Regarding public speakers, the debate was mixed with supporters and opponents of removing the monument.
“The cause to remove Confederate monuments is only the beginning, and the removal of our Confederate monuments has become a crazed, obsession for radical leftists to destroy our heritage, our history and to erase our ancestor’s history,” said Lithia resident Daniel Nelson.
“The very conversation we are having here today that shows, that in some respects, Hillsborough County and Tampa have yet fully to leave the darker heritage of their past behind,” said Terence Wolfe, a Tampa resident. “The monument is deeply offensive to anyone who knows how to decode its various messages, you cannot glorify a cause without glorifying the essential practices that cause existed to defend.”
With emotions running high, several times White had to lecture the crowd to be respectful of others who were speaking.
“I don’t understand how you can say that all lives matter when that is in the dedication to that monument, at the need of the day, the Confederacy fought for the wrong side,” said Devon Cheeves, a 27-year-old black woman, her voice quivering. “We do not erect monuments in favor of those who fought on the wrong side … We don’t erect monuments to Saddam Hussein, when we won the war in Iraq, we tore down his statue, because we knew it was wrong and on the wrong side of history, so I am all about history, but you don’t need a monument on public property.”
That prompted a mocking from St. Petersburg attorney Andy Strickland.
“Oh my goodness, all that emotion — that’s what liberalism is, emotion,” he said disdainfully. “I feel sorry for our liberal friends. They see race and racism everywhere from Skittles to global warming to snow to coffee to the Republican Party.”
Commissioners Pat Kemp and Al Higginbotham joined Miller in voting to remove the monument.
Higginbotham, partially paralyzed since 1995, said he would never know what it’s like to be discriminated against for the color of his skin, but knows “what it’s like to be treated differently because of a disability. I do know what it’ like to be treated differently because people don’t think that I’m smart. People don’t think that I’m capable.”
Before the vote, Elvis Bagott, a 29-year-old black man running for the District 5 County Commission seat next year, said moving the monument would change nothing from an individual perspective.
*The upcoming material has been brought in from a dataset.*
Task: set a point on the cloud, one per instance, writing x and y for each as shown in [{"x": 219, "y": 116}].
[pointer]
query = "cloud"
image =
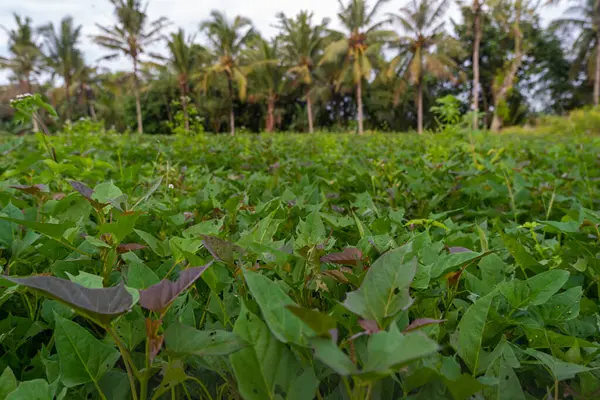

“But from a government level,” he said, “it’s setting an example that we as a body don’t tolerate, nor do we condone racism, nor do we condone what it was designed for in that time. We don’t want government locally to have anything associated that will segregate or isolate people, because we represent them all.”
Ultimately, the board opted not to go that way. Commissioners White, Crist, Sandy Murman and Ken Hagan voted to maintain the monument.
Later, the board approved a proposal by Murman to direct $250,000 to the Tampa History Museum Center, along with the Hillsborough County School Board and the county’s “Safe and Sound” violence preventive program, for developing a curriculum to teach children about history and respect for everyone in the community.